Las enormes fauces de Malys se torcieron hacia arriba en un remedo de sonrisa. Ferno abandonó su posición enroscada para incorporarse, y perforó con la mirada al Dragón Verde que había osado hacer tal pregunta.
—Malys lo sabe —manifestó Escarcha—. Malys nos explicó cómo obtener poder, antes de la Purga de Dragones. Ella nos indicó que nos apoderáramos de territorios. Es gracias a ella que somos señores supremos. Si alguien de entre nosotros puede saber si Takhisis regresa, ésa es Malystryx.
—Yo soy señora suprema debido a mi propia ambición y poder —replicó la Verde ladeando la cabeza—. ¿Qué poder posees tú, Malystryx, que yo no posea? ¿Qué poder te permite saber que Takhisis va a regresar?
Malys contempló a la Verde en silencio durante unos instantes.
—Tal vez renacimiento sería una expresión más apropiada —ronroneó la Roja.
Khellendros permaneció en silencio; advirtió que Escarcha y Ferno se acercaban más a la enorme Roja y que Sable contemplaba con suma atención a Beryl.
—¿Renacimiento? —siseó la Verde.
De los ollares de Malys surgieron diminutas llamaradas.
—Es una nueva Takhisis la que aparecerá en Krynn, Beryllinthranox. Esa Takhisis seré yo.
—¡Es una blasfemia! —gritó Beryl.
—No existe blasfemia cuando no hay dioses —le replicó con dureza la Roja.
—Y, sin los dioses, no nos inclinamos ante nadie, no servimos a nadie. —La Verde arqueó el lomo—. Somos nuestros propios amos..., los amos de Krynn. Sólo los dioses son dignos de nuestro respeto. Y tú, Malystryx, no eres ninguna diosa.
—Tus dioses abandonaron este mundo. Incluso Takhisis desapareció. —El aire se tornó más caliente a medida que Malys continuaba, y las llamaradas que surgían de sus ollares aumentaron de tamaño—. Como bien dices, Beryl, ahora somos los amos. Somos los seres más poderosos de Krynn... y yo soy la primera entre nosotros.
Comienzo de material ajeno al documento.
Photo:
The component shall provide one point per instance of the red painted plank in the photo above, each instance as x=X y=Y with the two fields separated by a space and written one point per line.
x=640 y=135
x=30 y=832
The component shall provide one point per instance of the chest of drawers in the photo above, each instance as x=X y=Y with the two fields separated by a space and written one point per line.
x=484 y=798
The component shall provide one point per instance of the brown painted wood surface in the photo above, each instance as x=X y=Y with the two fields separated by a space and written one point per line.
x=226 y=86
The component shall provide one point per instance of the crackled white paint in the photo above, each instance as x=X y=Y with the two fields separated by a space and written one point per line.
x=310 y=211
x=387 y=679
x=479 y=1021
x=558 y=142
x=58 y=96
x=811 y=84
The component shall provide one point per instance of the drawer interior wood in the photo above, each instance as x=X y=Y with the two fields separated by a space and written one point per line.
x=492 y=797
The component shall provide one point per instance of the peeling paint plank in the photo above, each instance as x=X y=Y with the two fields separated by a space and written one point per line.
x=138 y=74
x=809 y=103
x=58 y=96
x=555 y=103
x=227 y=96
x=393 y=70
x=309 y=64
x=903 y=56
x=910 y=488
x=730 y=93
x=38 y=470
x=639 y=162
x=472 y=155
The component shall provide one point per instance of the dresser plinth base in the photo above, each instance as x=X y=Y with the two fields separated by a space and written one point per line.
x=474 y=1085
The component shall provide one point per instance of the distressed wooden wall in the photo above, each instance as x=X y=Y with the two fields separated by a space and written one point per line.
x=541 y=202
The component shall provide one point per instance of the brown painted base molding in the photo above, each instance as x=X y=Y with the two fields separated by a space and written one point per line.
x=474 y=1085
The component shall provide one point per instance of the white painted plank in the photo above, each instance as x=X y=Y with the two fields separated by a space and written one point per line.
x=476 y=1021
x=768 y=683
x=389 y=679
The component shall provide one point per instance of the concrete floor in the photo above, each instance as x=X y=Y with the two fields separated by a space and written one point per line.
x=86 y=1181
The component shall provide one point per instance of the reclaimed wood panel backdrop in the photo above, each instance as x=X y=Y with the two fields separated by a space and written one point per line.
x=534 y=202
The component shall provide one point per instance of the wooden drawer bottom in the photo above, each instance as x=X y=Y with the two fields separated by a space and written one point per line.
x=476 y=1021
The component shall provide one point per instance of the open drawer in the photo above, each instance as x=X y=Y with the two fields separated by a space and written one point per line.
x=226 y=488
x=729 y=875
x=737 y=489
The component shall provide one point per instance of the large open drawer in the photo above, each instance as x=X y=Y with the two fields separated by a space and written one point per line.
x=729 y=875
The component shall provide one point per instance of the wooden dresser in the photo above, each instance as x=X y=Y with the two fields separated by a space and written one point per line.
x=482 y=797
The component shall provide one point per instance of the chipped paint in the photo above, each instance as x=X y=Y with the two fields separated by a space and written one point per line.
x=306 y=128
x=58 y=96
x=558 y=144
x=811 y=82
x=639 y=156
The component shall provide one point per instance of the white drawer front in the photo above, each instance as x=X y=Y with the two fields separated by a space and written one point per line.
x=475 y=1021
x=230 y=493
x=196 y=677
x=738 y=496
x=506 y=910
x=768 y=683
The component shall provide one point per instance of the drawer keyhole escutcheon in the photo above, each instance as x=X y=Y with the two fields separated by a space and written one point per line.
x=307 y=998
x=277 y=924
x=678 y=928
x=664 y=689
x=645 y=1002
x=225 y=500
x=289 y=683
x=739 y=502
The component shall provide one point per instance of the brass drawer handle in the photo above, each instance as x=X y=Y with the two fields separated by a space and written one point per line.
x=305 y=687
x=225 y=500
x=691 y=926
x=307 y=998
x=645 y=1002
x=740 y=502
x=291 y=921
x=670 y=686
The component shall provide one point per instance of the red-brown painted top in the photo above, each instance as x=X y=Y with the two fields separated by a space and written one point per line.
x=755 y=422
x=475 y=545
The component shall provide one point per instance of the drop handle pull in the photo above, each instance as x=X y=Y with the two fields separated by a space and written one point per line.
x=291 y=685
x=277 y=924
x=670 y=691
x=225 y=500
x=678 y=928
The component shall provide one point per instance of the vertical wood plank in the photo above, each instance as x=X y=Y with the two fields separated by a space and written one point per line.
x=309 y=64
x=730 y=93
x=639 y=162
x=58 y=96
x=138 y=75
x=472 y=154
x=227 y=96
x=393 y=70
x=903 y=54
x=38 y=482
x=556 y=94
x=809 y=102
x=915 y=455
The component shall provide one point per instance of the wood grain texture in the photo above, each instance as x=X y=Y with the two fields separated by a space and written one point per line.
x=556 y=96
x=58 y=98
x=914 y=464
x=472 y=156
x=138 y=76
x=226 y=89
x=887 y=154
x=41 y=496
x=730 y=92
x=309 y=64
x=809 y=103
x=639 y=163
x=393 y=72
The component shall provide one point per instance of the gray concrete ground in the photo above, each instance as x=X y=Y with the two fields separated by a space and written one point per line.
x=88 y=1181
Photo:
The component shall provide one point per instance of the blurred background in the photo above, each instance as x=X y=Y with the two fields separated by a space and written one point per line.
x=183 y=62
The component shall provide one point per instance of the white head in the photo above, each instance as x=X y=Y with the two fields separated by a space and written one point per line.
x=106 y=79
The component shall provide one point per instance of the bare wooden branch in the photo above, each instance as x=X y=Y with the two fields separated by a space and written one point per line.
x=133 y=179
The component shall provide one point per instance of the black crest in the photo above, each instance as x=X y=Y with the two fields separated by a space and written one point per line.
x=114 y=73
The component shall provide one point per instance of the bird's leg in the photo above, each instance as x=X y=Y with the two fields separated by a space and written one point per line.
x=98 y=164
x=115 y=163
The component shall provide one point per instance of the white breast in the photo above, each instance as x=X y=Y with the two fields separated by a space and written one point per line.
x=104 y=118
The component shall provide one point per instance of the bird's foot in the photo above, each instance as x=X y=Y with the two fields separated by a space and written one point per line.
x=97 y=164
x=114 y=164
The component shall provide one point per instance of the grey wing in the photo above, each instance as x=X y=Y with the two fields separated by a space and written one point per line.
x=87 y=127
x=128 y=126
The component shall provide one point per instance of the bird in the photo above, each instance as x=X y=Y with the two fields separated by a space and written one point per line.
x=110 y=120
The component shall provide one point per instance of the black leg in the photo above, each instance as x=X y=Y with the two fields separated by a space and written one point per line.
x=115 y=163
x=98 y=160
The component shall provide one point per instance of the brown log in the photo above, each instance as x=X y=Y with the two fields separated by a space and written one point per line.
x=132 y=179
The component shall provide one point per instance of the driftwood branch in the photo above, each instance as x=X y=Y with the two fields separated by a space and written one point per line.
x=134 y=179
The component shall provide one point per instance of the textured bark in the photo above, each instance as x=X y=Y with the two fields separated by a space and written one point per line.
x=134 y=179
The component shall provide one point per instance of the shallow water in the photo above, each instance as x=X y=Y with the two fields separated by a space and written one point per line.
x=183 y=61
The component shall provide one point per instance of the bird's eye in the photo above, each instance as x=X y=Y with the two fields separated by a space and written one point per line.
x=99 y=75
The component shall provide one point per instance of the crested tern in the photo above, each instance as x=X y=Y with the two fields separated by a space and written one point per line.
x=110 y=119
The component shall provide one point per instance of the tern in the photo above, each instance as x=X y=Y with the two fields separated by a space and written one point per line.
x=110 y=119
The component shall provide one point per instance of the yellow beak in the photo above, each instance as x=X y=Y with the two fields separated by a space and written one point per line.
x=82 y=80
—Eres poderosa, eso te lo concedo. Solo, ninguno de nosotros podría enfrentarse a ti. Pero no eres una diosa.
—No lo soy... todavía
—Ni nunca lo serás.
—¿No, Beryl?
Sable se aproximó más a Escarcha. Los dos habían roto el círculo, formado una línea junto a Malys y su lugarteniente, y todos miraban a Beryl, que contemplaba a Khellendros por el rabillo de un ojo entrecerrado.
«Beryl quiere saber de qué lado estoy —caviló Tormenta—. La Verde reconoce mi fuerza y busca apoyo. También aguarda Malys, que se ha pasado el tiempo formando alianzas con el Blanco y la Negra. Es más lista y calculadora de lo que creía. Emparejada con los otros, resulta invencible.»
Khellendros dirigió una mirada de soslayo a Beryl y luego fue a unirse a la hilera; se colocó junto a Ferno, con lo que empequeñeció al menudo dragón Rojo.
—Ascenderé a la categoría de diosa antes de que finalice el año —siseó Malys a la Verde—. Y los cielos y mis aliados serán mis testigos. ¿De qué lado estás?
Beryl clavó las garras en la requemada tierra y contempló por unos instantes las innumerables grietas que había añadido al suelo; luego inclinó la cabeza para mirar a la Roja a los ojos.
—Estoy de tu parte —anunció por fin.
—En ese caso puedes seguir viviendo —repuso Malys.